On the Existence of Uniformly Most Powerful Bayesian Tests With Application to Non-Central Chi-Squared Tests
Amir Nikooienejad, Valen E. Johnson

TL;DR
This paper extends the concept of uniformly most powerful Bayesian tests (UMPBTs) beyond exponential family models, providing conditions for their existence and applying them to non-central chi-squared tests for broader statistical testing.
Contribution
It introduces sufficient conditions for UMPBT existence and develops a unified approach, extending their application to non-central chi-squared tests and related hypothesis testing scenarios.
Findings
UMPBTs can be matched to classical tests for calibration.
Extended UMPBTs to non-central chi-squared tests.

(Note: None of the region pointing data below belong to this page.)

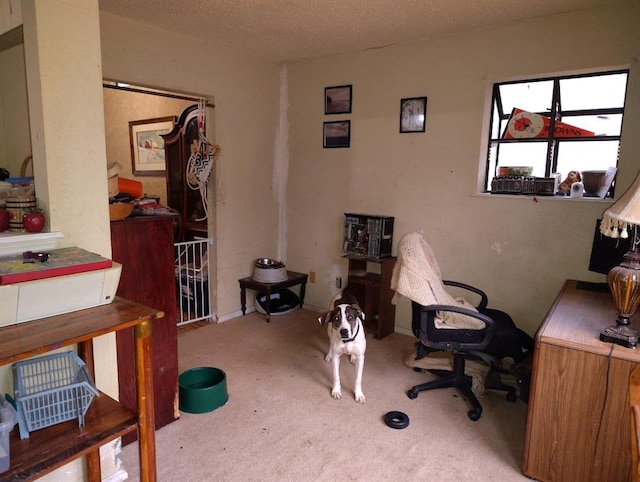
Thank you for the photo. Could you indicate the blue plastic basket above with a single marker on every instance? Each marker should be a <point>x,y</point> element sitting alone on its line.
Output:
<point>51,389</point>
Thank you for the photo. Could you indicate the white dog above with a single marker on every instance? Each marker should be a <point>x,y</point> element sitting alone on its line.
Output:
<point>346,337</point>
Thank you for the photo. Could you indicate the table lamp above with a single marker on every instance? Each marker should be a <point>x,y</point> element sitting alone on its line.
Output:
<point>621,220</point>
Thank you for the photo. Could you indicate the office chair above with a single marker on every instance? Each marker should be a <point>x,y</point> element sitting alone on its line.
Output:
<point>444,323</point>
<point>463,344</point>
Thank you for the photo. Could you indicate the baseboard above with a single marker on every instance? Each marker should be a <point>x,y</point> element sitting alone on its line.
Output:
<point>119,476</point>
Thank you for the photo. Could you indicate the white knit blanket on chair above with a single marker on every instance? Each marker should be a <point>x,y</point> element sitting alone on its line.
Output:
<point>416,275</point>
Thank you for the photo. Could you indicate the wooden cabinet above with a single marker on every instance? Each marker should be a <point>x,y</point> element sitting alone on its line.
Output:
<point>144,247</point>
<point>178,148</point>
<point>106,419</point>
<point>374,293</point>
<point>578,414</point>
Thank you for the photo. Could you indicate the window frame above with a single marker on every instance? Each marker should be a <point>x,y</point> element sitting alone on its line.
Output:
<point>556,113</point>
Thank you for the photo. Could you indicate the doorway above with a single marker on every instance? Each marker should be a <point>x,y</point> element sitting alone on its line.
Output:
<point>125,103</point>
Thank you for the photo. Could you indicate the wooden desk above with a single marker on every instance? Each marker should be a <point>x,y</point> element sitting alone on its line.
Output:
<point>293,279</point>
<point>106,420</point>
<point>578,415</point>
<point>374,293</point>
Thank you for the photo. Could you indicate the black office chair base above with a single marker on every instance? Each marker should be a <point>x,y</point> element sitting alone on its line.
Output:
<point>452,379</point>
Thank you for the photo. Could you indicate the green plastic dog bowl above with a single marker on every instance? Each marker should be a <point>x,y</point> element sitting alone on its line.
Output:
<point>202,390</point>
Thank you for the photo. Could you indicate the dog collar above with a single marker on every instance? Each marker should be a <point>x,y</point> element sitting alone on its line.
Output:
<point>347,340</point>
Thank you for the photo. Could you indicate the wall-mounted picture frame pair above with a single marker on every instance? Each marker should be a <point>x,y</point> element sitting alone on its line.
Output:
<point>337,100</point>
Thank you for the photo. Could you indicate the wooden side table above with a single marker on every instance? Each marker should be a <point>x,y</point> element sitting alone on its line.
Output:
<point>578,415</point>
<point>374,293</point>
<point>293,279</point>
<point>106,420</point>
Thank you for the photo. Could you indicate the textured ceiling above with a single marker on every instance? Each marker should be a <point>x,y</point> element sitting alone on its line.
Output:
<point>281,30</point>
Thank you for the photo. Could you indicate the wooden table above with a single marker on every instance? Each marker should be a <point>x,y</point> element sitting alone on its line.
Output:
<point>106,420</point>
<point>293,279</point>
<point>578,415</point>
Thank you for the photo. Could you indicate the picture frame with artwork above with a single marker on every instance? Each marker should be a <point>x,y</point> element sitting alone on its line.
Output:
<point>337,99</point>
<point>413,114</point>
<point>336,134</point>
<point>147,145</point>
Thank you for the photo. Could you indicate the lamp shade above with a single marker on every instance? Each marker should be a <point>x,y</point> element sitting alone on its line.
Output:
<point>623,214</point>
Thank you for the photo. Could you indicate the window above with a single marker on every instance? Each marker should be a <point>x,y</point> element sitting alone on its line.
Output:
<point>556,125</point>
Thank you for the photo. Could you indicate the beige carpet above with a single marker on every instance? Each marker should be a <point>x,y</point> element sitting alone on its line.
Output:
<point>281,424</point>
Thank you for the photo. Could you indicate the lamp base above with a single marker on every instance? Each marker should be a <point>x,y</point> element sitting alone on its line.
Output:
<point>620,335</point>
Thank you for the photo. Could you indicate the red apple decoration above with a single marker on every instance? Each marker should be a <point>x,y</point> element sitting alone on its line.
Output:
<point>33,222</point>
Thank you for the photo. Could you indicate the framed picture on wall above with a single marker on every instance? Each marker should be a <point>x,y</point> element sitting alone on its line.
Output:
<point>337,100</point>
<point>147,147</point>
<point>336,134</point>
<point>413,114</point>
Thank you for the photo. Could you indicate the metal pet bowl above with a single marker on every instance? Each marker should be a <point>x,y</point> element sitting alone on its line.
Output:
<point>202,390</point>
<point>266,263</point>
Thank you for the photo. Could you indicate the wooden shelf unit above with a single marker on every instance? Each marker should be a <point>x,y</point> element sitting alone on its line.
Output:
<point>50,448</point>
<point>578,414</point>
<point>374,293</point>
<point>144,247</point>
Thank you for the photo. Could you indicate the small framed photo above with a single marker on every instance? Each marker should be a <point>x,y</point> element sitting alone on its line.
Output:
<point>337,134</point>
<point>147,145</point>
<point>337,100</point>
<point>413,114</point>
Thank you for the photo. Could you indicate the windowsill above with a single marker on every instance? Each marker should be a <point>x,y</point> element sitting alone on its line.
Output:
<point>12,242</point>
<point>543,198</point>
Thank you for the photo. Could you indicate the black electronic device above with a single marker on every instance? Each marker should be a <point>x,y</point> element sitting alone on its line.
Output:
<point>367,236</point>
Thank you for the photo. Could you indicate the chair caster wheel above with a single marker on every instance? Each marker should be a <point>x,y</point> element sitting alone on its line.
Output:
<point>474,415</point>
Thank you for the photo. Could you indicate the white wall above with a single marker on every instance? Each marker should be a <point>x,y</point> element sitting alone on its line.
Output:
<point>15,142</point>
<point>518,250</point>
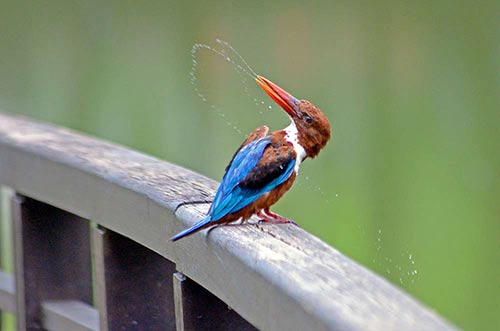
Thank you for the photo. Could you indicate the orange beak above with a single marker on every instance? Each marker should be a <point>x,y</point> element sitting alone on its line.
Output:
<point>287,101</point>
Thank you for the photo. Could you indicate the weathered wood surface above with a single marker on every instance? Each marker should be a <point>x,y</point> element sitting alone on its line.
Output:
<point>69,315</point>
<point>276,277</point>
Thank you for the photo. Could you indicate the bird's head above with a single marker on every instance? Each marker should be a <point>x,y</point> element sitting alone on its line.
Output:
<point>313,128</point>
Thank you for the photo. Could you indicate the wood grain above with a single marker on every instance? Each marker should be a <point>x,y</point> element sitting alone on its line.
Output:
<point>276,277</point>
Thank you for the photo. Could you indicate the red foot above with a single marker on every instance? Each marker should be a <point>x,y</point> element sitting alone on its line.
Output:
<point>269,217</point>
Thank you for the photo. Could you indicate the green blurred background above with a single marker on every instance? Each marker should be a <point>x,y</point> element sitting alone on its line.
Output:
<point>409,186</point>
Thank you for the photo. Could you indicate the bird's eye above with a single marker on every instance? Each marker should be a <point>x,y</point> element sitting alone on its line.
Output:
<point>307,118</point>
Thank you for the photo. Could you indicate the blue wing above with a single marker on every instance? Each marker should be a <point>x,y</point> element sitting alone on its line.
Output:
<point>231,196</point>
<point>247,177</point>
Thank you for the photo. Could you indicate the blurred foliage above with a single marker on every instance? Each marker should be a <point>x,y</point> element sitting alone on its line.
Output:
<point>409,185</point>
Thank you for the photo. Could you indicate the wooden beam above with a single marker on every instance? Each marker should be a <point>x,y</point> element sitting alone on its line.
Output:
<point>198,309</point>
<point>134,287</point>
<point>52,258</point>
<point>64,315</point>
<point>275,277</point>
<point>7,293</point>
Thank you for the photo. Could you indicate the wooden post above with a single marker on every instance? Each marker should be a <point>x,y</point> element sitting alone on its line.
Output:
<point>52,258</point>
<point>198,309</point>
<point>134,288</point>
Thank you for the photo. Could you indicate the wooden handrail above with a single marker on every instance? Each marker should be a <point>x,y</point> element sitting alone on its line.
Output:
<point>275,277</point>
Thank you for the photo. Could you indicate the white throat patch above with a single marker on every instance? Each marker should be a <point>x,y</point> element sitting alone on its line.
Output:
<point>292,137</point>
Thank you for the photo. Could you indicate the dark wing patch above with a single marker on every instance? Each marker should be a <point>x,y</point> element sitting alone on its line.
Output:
<point>274,162</point>
<point>258,133</point>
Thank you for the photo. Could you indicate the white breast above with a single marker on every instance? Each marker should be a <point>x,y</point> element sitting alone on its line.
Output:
<point>292,137</point>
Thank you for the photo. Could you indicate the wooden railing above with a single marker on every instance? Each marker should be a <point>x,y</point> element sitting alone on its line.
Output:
<point>91,224</point>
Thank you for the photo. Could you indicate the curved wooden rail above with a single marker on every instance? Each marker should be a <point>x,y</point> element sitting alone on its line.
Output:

Applicable to goodness-of-fit, independence, and likelihood ratio tests.
Abstract
Uniformly most powerful Bayesian tests (UMPBT's) are an objective class of Bayesian hypothesis tests that can be considered the Bayesian counterpart of classical uniformly most powerful tests. Because the rejection regions of UMPBT's can be matched to the rejection regions of classical uniformly most powerful tests (UMPTs), UMPBT's provide a mechanism for calibrating Bayesian evidence thresholds, Bayes factors, classical significance levels and p-values. The purpose of this article is to expand the application of UMPBT's outside the class of exponential family models. Specifically, we introduce sufficient conditions for the existence of UMPBT's and propose a unified approach for their derivation. An important application of our methodology is the extension of UMPBT's to testing whether the non-centrality parameter of a chi-squared distribution is zero. The resulting tests have broad…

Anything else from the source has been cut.